Der einzellige Malariaerreger Plasmodium falciparum hat dazugelernt. In seinem Erbgut sammelt er Veränderungen, die ihn immer weniger anfällig für Medikamente gegen die Tropenkrankheit machen. So hat der Stamm KEL1/PLA1 beispielsweise mindestens zweierlei Mutationen im Repertoire, die ihn unempfindlich gegen die Stoffe Dihydroartemisinin und Piperaquin machen. Der resistente Keim tauchte erstmals im Westen Kambodschas auf, genau im selben Jahr, als die Kombination der beiden Wirkstoffe dort zum Mittel der Wahl gegen Malaria auserkoren wurde. Da ihm diese Medikamente nichts mehr anhaben konnten, breitete sich der Stamm rasch aus und verdrängte andere, nichtresistente Plasmodium falciparum-Stämme. Im Erbgut mancher KEL1/PLA1-Abkömmlinge setzten sich außerdem in einem dritten Gen weitere Mutationen durch. Sie machen den Parasiten offenbar noch widerstandsfähiger und erleichterten ihm die Ausbreitung in Nachbarländer.

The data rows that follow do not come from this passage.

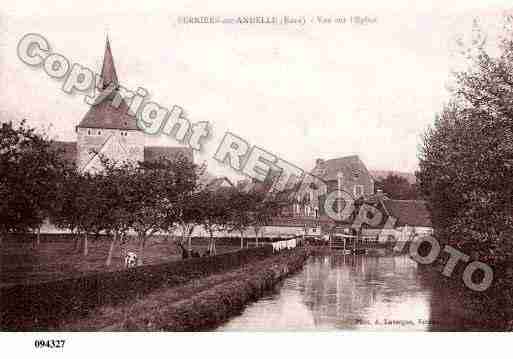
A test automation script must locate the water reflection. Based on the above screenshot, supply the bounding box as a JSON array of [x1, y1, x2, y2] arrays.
[[219, 255, 444, 330]]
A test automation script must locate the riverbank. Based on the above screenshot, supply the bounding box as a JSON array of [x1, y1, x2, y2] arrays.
[[419, 263, 513, 331], [59, 249, 308, 331]]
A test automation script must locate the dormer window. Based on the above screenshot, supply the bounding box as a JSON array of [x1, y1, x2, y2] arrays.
[[337, 172, 344, 191]]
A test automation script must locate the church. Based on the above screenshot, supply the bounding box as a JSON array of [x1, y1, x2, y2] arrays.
[[53, 38, 194, 172]]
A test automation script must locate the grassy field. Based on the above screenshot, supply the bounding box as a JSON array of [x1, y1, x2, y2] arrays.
[[59, 249, 307, 331], [0, 238, 240, 286]]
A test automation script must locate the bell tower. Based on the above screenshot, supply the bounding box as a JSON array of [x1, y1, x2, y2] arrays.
[[76, 37, 144, 171]]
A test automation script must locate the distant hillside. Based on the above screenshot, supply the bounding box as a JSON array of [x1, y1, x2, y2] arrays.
[[369, 171, 417, 184]]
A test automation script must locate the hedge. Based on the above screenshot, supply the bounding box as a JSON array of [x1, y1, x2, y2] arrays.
[[0, 246, 272, 331]]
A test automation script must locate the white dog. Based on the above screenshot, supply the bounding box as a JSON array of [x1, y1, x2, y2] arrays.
[[125, 252, 137, 268]]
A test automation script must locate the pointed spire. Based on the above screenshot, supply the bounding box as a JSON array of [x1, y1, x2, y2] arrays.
[[102, 36, 119, 89]]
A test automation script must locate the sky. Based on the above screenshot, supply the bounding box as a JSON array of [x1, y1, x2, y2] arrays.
[[0, 0, 508, 179]]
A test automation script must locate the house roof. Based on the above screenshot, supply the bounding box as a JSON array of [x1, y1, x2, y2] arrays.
[[207, 177, 235, 191], [312, 155, 370, 181], [102, 37, 119, 89], [382, 200, 432, 227], [77, 38, 139, 131], [50, 141, 77, 164], [144, 146, 194, 162]]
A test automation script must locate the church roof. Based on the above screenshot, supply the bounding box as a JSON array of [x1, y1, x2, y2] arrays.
[[77, 38, 139, 130], [382, 200, 432, 227], [50, 141, 77, 164], [144, 146, 194, 162], [312, 155, 370, 181]]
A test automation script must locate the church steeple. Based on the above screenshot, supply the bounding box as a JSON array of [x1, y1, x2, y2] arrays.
[[101, 36, 119, 89]]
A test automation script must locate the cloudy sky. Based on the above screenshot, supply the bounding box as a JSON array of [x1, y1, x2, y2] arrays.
[[0, 0, 508, 179]]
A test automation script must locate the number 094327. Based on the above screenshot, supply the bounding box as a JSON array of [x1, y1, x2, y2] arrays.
[[34, 339, 65, 349]]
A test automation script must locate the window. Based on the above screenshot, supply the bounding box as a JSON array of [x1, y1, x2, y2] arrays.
[[354, 184, 364, 198], [337, 172, 344, 191]]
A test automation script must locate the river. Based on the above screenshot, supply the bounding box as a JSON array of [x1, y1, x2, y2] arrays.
[[218, 255, 484, 331]]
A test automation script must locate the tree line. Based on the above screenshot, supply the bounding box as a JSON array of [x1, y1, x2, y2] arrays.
[[417, 18, 513, 261], [0, 121, 286, 265]]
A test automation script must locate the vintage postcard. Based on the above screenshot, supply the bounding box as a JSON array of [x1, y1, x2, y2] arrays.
[[0, 1, 513, 358]]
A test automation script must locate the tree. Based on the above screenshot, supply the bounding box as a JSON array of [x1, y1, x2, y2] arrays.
[[227, 187, 255, 249], [376, 173, 418, 200], [50, 168, 102, 256], [417, 16, 513, 255], [161, 156, 205, 255], [0, 121, 65, 248], [95, 159, 133, 266]]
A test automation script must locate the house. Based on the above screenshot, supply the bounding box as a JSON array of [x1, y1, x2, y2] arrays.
[[362, 197, 433, 241], [53, 39, 194, 172]]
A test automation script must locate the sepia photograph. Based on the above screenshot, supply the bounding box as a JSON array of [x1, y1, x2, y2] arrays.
[[0, 0, 513, 358]]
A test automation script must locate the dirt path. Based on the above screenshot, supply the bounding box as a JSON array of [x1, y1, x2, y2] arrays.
[[59, 250, 306, 331]]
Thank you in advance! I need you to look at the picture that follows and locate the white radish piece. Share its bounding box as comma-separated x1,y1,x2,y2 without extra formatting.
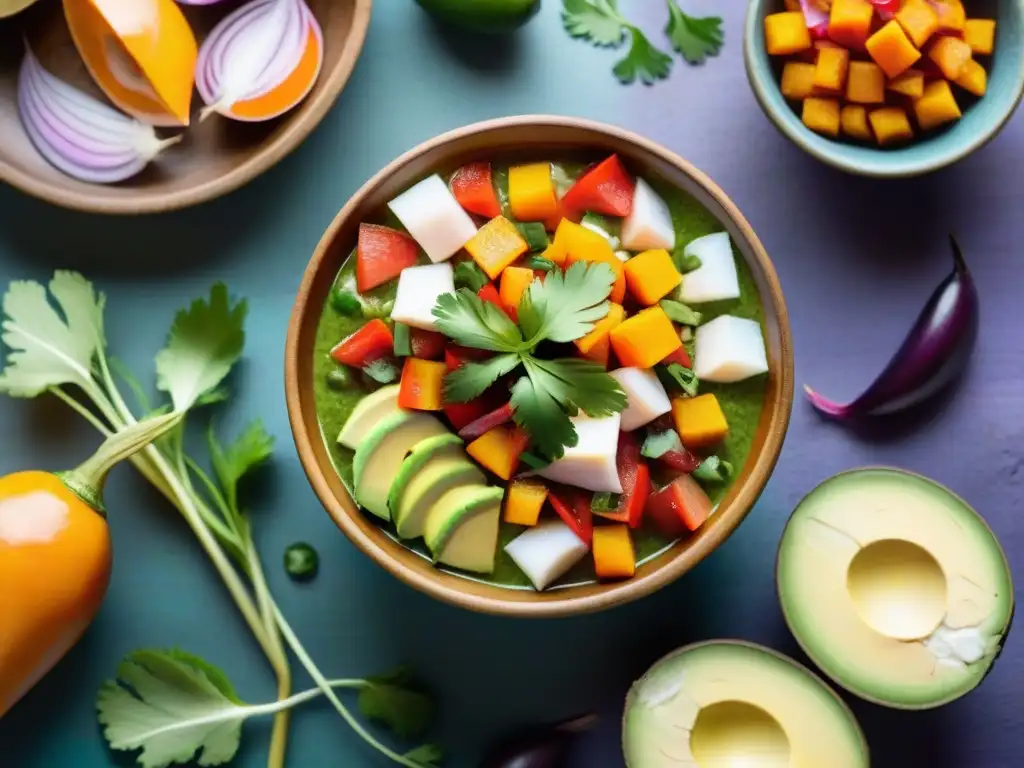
693,314,768,384
677,232,739,304
537,414,623,494
505,520,589,591
610,368,672,432
387,173,476,262
620,178,676,251
391,262,455,331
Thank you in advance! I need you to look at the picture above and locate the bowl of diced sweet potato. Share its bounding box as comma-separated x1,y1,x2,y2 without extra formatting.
744,0,1024,177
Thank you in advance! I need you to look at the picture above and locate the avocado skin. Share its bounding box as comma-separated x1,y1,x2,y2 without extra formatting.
416,0,541,34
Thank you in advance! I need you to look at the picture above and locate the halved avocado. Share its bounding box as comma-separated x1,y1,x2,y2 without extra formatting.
423,485,505,573
776,468,1014,710
352,411,449,520
623,641,870,768
338,384,402,451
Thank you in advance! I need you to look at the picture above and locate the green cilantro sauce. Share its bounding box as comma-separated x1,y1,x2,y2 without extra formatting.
313,164,765,589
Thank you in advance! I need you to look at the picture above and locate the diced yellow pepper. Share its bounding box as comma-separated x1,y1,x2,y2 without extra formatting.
840,104,872,141
466,216,528,280
913,80,962,131
846,61,886,104
886,70,925,98
803,96,840,136
765,11,811,56
866,19,921,78
867,106,913,146
964,18,995,56
954,58,988,96
672,394,729,449
623,248,683,306
781,61,814,101
505,480,548,525
928,36,973,80
896,0,939,48
610,306,683,368
572,302,626,355
509,163,558,221
592,523,637,579
814,47,850,93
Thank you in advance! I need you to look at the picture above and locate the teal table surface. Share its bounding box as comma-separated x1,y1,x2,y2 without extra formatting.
0,0,1024,768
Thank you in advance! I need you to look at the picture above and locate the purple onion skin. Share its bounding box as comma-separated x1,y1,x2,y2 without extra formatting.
480,715,597,768
805,236,980,421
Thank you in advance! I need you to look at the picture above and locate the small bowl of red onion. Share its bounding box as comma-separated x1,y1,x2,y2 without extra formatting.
0,0,373,214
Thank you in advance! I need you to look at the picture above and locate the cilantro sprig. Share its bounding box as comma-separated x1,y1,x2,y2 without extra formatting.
562,0,725,85
434,261,626,460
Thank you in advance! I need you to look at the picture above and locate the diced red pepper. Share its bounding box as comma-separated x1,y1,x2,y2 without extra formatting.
409,328,445,360
449,163,502,219
548,485,594,547
647,475,713,539
331,317,394,368
562,155,633,219
355,224,420,293
459,402,516,438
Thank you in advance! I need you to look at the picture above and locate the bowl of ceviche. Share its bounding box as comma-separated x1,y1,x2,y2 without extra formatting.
286,116,794,616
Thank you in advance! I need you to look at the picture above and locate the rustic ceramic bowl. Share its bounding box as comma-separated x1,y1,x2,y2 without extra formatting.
0,0,373,214
285,116,794,616
743,0,1024,178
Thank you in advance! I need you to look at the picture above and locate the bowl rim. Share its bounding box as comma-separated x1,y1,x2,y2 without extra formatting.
743,0,1024,178
0,0,374,216
285,115,795,617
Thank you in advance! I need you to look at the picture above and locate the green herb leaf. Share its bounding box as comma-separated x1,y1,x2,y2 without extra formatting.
665,0,725,65
433,288,522,352
0,271,105,397
157,283,249,411
359,667,434,738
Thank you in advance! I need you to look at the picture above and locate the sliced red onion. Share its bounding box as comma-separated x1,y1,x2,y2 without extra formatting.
17,50,181,184
196,0,319,119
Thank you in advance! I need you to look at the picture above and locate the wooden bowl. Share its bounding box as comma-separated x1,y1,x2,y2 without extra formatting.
285,116,794,616
0,0,373,214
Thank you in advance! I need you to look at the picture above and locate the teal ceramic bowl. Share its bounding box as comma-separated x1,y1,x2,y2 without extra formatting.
743,0,1024,178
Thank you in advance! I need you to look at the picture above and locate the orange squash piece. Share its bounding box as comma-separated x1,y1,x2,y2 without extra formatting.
63,0,199,127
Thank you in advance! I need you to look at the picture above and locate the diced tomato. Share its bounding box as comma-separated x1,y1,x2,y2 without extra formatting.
449,163,502,219
647,475,713,538
548,485,594,547
409,328,444,360
562,155,633,219
355,224,420,293
331,317,394,368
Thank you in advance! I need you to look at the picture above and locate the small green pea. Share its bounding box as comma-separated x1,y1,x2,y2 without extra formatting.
285,542,319,582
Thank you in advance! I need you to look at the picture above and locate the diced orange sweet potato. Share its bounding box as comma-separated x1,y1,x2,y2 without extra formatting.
802,96,840,136
846,61,886,104
896,0,939,48
913,80,962,131
964,18,995,56
928,35,972,80
781,61,814,101
765,11,811,56
866,19,921,78
867,106,913,146
840,104,872,141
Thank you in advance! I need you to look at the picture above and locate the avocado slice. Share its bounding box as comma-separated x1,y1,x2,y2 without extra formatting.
338,384,401,451
388,434,486,539
352,411,449,520
423,485,505,573
623,641,870,768
776,468,1014,709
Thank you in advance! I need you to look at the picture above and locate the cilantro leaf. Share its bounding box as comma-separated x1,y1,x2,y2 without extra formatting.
157,283,249,411
0,271,105,397
433,288,522,352
665,0,725,65
444,354,519,402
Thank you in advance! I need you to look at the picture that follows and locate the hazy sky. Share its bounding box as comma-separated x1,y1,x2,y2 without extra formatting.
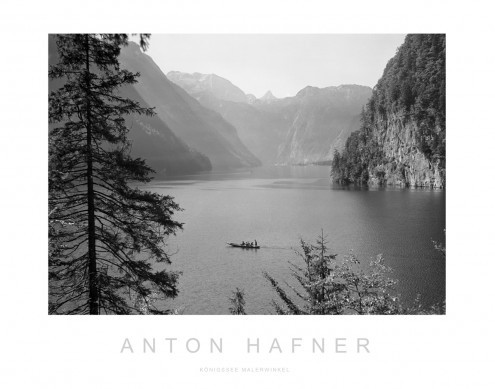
147,34,405,97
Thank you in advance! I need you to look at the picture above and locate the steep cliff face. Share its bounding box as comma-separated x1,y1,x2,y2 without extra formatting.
368,113,445,188
332,34,446,188
278,85,371,163
167,72,372,164
48,35,211,178
120,43,260,170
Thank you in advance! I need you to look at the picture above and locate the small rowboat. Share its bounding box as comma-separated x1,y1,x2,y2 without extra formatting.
227,243,260,249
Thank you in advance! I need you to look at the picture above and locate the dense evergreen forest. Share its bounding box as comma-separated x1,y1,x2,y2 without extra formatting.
332,34,445,187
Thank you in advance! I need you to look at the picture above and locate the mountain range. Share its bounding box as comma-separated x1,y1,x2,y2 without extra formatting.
167,71,372,164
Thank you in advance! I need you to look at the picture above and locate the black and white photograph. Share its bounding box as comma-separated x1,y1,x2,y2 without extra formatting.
48,34,447,315
0,0,495,389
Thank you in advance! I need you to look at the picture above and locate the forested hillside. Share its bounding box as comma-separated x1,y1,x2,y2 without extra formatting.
332,34,445,187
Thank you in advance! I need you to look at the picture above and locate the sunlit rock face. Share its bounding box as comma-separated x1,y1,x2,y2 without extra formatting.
167,71,371,164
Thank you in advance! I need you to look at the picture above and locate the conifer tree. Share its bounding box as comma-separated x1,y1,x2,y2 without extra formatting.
49,34,181,314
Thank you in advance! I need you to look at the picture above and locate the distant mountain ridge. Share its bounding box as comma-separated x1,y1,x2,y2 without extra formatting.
167,71,372,164
120,43,261,170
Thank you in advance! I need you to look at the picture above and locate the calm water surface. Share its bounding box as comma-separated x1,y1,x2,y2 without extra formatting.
142,166,445,314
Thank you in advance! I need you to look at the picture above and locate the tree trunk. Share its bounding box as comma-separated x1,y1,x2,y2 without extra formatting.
85,35,99,315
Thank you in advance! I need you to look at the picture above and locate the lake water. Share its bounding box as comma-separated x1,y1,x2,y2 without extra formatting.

In manchen Regionen Südostasiens sind heute über 80 Prozent der zirkulierenden Stämme resistent gegen Dihydroartemisinin und Piperaquin. Das ist das Resultat einer groß angelegten Studie, in der ein Forscherteam um Olivo Miotto von der Mahidol University in Bangkok Proben von Malariapatienten aus den Jahren 2007 bis 2018 untersuchte. Zwar sind das Extremwerte, aber auch das Gesamtbild ist erschreckend: In den letzten Jahren konnten herkömmliche Wirkstoffe fast die Hälfte aller Patienten in Kambodscha, Thailand und Vietnam nicht mehr heilen. Die Forscher befürchten, dass sich die resistenten Parasiten auch außerhalb von Südostasien verbreiten könnten – beispielsweise in Afrika, wo es weltweit die meisten Malariafälle gibt.
»Dihydroartemisinin und Piperaquin sind eigentlich eine unglückliche Kombination«, meint Benjamin Mordmüller von der Eberhard Karls Universität Tübingen. Denn habe der Erreger eine Resistenz gegen das schnell wirkende Artemisinin-Derivat entwickelt, erhöhe sich auch die Wahrscheinlichkeit einer Piperaquin-Resistenz. Während Dihydroartemisinin freie Radikale bildet und den Malariaerreger damit schnell, aber kurzfristig bekämpft, geht Piperaquin unspezifischer, dafür aber langfristiger vor. Das aus sechs Ringen bestehende Molekül »vergiftet« den Parasiten, indem es ihn daran hindert, schädliche Stoffwechselprodukte abzubauen. Gemeinsam zwingen die Medikamente den Parasiten rasch in die Knie.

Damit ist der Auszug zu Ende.